Aku lihat ke dalam mata, hati dan jiwaku... di situ ada cinta, di situ ada kasih dan di situ ada sayang...
Friday, January 30, 2009
Let It Be...
Have you ever had that feeling, a feeling of heartfelt desire, and a feeling that you are losing something? I'm not talking about death here mind you, it's about losing someone dear to you, someone you really want to be with. I have had incidents as such described. The point is, have you been in the shoe where giving up is the best option you had? I know giving up is not a good word, but I guess it fits the idea. Let's put it in this way, this someone that you absolutely want to cuddle and hold on to forever, suddenly tells you that it's not gonna work out. Your partner wants to bail out. What do you do? Normally I guess you'd just start choking your partner to death while asking them to explain. You're killing them? No, I mean seriously, don't you think you deserve an explanation? Whether they have been out fooling around, they met someone new/better, they are not interested in the opposite sex, or even you're just a rebound, a toy! OK that was a bit overrated. I mean to have someone telling you that there is no future between you and your partner is actually a step forward. Be it your suggestion or theirs, it shows someone is looking at the future and sees things beyond the current situation of bread and water for life. However, this kinda situation demands an answer, if not the aftermath is devastating as it leave the person in a state of denial. It goes the same to two persons who could not be together because of reasons not of their own. And believe me, if you know you cannot be with someone because of some reason not related to you, the feeling is devastating. You feel the world crashing down and every darn thing in this planet is against you.

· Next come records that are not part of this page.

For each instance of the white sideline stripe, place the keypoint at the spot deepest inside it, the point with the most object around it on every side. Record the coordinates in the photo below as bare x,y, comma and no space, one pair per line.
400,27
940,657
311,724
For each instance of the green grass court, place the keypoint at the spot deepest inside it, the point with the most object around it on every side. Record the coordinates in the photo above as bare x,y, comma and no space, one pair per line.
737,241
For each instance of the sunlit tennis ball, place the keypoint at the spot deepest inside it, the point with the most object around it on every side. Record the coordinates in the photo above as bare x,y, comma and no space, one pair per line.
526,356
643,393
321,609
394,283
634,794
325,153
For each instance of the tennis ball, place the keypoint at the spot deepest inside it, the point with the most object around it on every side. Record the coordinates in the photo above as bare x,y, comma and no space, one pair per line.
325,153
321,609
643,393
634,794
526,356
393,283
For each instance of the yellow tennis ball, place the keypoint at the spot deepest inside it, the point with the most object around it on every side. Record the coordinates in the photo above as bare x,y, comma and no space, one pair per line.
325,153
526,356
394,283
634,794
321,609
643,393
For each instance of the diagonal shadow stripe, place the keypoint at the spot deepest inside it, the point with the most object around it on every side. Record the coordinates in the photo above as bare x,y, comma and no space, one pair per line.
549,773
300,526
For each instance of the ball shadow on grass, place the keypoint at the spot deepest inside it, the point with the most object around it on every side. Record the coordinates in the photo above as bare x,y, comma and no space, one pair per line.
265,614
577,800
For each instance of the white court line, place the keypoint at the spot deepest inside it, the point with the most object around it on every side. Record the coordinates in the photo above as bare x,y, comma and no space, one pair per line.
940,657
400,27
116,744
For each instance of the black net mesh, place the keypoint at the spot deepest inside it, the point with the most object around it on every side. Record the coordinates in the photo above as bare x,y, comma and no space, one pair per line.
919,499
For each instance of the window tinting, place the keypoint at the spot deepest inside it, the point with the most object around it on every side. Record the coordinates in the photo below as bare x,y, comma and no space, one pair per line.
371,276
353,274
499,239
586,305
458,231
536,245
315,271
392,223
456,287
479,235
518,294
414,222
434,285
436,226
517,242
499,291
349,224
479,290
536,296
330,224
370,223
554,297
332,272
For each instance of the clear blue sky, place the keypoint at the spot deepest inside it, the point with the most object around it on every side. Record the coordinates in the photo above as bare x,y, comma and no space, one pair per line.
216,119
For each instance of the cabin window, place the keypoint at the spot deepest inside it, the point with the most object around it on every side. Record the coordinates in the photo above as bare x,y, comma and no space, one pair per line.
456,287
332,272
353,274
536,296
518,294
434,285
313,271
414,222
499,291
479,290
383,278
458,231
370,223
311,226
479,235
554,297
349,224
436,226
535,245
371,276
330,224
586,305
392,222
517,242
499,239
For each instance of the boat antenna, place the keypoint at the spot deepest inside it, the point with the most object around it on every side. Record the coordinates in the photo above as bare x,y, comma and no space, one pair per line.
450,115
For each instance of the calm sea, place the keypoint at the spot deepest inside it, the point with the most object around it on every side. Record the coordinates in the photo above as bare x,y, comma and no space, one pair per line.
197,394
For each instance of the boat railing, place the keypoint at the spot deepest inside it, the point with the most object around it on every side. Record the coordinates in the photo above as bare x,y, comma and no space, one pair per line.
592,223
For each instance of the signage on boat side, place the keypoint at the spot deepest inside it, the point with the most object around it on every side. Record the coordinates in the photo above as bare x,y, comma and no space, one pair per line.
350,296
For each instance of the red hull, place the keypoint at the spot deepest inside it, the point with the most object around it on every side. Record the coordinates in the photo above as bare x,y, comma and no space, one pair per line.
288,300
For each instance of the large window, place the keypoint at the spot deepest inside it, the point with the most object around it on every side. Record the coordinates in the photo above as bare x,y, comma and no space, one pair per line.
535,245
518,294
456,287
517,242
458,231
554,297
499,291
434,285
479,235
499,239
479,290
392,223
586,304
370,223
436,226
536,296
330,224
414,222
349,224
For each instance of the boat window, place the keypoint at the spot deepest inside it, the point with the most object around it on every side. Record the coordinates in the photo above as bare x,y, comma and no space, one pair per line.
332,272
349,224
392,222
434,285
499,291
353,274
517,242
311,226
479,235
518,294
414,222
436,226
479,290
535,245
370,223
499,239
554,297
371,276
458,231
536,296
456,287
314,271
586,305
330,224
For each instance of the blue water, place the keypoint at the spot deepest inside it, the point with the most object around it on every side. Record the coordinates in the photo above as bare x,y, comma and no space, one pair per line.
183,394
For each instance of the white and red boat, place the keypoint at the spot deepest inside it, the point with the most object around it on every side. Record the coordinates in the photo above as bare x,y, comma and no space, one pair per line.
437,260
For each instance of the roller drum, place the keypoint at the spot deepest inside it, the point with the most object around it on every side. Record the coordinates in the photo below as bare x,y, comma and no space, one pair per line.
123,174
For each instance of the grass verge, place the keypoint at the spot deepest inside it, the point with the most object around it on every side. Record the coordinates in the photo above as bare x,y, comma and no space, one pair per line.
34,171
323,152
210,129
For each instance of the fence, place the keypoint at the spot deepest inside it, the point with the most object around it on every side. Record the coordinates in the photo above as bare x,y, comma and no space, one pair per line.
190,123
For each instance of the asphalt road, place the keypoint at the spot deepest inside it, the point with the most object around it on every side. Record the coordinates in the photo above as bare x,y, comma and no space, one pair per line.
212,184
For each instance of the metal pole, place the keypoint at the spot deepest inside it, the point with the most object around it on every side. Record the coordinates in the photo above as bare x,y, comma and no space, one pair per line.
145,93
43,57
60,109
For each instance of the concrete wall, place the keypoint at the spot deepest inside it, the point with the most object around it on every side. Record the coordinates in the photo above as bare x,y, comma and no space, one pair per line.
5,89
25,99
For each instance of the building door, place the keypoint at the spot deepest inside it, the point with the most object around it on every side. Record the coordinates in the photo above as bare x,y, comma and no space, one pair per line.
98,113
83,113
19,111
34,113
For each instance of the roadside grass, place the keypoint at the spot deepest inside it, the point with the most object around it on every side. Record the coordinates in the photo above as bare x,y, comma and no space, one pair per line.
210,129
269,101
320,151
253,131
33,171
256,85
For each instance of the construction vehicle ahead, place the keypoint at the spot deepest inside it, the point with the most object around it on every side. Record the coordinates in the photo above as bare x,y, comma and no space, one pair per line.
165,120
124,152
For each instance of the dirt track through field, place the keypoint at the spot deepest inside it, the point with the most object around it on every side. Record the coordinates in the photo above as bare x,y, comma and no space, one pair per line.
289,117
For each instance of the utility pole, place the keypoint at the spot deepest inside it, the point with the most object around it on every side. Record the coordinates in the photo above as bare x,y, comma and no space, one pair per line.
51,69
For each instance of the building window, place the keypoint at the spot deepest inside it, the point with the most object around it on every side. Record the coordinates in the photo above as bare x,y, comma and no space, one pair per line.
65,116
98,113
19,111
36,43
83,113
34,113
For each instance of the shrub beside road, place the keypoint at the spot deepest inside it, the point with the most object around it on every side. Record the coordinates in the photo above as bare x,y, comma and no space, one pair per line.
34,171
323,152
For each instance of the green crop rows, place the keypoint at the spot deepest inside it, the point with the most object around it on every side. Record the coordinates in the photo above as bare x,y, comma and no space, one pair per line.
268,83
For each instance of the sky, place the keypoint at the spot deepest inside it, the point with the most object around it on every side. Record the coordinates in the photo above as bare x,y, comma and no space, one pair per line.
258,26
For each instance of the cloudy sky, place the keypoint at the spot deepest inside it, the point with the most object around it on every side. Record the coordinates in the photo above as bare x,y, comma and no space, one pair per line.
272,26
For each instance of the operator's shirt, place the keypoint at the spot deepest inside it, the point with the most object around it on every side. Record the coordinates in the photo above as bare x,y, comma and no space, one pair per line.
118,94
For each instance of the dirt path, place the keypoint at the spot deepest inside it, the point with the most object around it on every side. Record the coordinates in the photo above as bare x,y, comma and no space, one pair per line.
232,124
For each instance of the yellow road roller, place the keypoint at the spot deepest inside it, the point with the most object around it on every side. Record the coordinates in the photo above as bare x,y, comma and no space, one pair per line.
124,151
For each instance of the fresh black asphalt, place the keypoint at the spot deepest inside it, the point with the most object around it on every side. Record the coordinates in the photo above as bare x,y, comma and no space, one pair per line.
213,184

How do you get over such emotions and situations? I know a lot of people will come and say, let it be, let by gone be by gone, and other stuff like that, but is it really what should happen. I know letting go and move on is the ultimate answer, but how do we do it? And if we claim that we have done it, have we really lift the burden off our shoulders? How do you know that you have actually gotten over some one or something? I believe that when you still hold something inside your heart, be it love, hatred or revenge, then you have not gotten over anything but instead you have build up a dark room in you heart for this particular someone. If you were to lift the burden, you would not have a string of hatred or thoughts of revenge or even cupids arrow of love. You would just treat the person like a newfound friend. But how many of us can do it? Can you do it? Can you let go and wash all your love, hatred or revenge down the drain and into the ocean? You tell me, and if you are able to do it, then tell me how. I have been trying for years and been telling myself I should and I will get over it, but in the end, I found out that I still have not been able to do it. Yes, the feelings has definitely subsided, I mean it has definitely shrunk for enormous to big and then to small, but it is still in the heart. I have told myself before that I have to let go. But I think I have redefined the work to let go wrongly. I believe that letting go does not necessary mean that you have to delete them from your brain and treat them indifferently. I think it's wrong. I think letting go means to learn the right from the wrong. Differentiating the past from the present. It has been apart of our lives, we can't just forget things just like that. We can't just delete and empty the recycle bin. I believe each and everyone of us has been through a lot and we have a secret little room in our heart that keeps all these no matter if it's good or bad, happy or sad, joy or sorrow. The lesson to be learned is to look back at these treasures we lock up in our hearts and be able to say, "I've learned from the bad, sad and sorrow" and "I've gained from the good, happy and joy".